Unlike tech, you will not have a giant windfall with real estate; but also unlike tech, it's very easy to price your product, find customers, and figure out what your cashflow will be for years to come.
There are easier ways to live rent-free, unless, as I say, you have the personal skills to ride herd on grown children or if you are lucky enough to own your property in an area where normal people rent, and you can find good tenants on a regular basis.
I suggest rephrasing to
>Unlike most occupations, landlording may bring you into...
I've had a rental property now for many years. It's in an evolving, urban Boston neighborhood and the property generates ~$1000 more than the mortgage, taxes and insurance per month. I have 5 tenants who are all recent college grads. My agent did credit checks on all of the original tenants and many new ones have cycled through over the years.

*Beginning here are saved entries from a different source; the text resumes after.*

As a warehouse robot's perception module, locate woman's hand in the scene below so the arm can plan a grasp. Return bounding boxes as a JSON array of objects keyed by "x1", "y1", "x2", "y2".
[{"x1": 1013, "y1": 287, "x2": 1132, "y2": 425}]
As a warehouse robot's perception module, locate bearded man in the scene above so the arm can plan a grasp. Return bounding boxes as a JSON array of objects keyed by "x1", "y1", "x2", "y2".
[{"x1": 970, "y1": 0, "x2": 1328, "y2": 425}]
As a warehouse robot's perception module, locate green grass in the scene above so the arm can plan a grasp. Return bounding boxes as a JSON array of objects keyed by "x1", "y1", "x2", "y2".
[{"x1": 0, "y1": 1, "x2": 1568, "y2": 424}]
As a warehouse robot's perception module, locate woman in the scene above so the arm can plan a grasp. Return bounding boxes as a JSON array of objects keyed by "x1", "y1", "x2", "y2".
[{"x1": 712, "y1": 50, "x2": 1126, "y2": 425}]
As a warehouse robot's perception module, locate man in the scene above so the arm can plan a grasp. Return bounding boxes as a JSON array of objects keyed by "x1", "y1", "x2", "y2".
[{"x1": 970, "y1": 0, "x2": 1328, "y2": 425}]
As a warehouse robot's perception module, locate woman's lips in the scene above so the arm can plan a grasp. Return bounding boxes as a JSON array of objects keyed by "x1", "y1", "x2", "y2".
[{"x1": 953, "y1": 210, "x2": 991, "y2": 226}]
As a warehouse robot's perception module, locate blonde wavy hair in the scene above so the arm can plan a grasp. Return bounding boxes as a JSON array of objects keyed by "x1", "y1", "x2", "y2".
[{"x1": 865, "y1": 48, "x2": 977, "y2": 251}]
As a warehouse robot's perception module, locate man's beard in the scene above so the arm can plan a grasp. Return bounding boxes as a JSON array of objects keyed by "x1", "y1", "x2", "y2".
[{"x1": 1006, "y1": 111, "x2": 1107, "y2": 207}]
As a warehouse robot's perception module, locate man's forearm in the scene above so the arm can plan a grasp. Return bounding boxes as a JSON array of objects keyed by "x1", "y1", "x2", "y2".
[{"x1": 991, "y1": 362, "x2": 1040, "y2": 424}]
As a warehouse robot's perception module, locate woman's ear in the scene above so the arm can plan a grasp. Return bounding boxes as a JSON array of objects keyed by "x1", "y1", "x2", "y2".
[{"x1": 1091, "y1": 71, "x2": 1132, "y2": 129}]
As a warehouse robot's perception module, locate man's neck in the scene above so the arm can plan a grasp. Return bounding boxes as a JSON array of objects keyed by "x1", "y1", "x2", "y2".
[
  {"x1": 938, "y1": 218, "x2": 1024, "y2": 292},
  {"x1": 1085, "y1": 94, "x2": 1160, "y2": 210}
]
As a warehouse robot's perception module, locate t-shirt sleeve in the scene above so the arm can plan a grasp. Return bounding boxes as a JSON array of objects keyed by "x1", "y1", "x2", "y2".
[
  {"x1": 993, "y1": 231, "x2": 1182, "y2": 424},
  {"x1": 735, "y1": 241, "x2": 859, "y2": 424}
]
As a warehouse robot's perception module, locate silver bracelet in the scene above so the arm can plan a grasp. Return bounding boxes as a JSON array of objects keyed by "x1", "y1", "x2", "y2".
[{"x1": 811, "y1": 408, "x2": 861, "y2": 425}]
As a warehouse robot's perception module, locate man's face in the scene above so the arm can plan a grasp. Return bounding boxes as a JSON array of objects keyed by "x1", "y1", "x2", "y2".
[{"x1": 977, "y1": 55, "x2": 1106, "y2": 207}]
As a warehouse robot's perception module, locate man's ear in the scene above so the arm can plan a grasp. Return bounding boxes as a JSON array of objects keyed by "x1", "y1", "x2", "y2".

Aside from replacing a couple of appliances (which consisted of ordering them online and coordinating delivery with a tenant) I've had zero issues. In fact, the last 3 years, I've given each tenant $100 off of December's rent to let them know I like having them as tenants. I have about $80,000 out of pocket invested so without even considering the equity I'm building in the house, I'm getting around a 15% rate of return (granted at a higher tax rate that a capital gains...)
My parents have a small, older rental house that they charge less than market rate for, as they have never increased the rent for the current tenant who has lived there for several years. They have had renters trash the place before, and they know getting a little less from a good renter is a preferred scenario.
I actually had a year and a half with zero income from a house. None.
2. Do a thorough background check. (Wait for a quality tenant.)
3. Make repairs asap.
4. Be firm, fair and friendly.
These things can eliminate 80% of the problems landlords have.
No, I don't have citations, but I have been a landlord and know many others who are/have.
A stock index fund. :-) Usually much less yield for your money, though.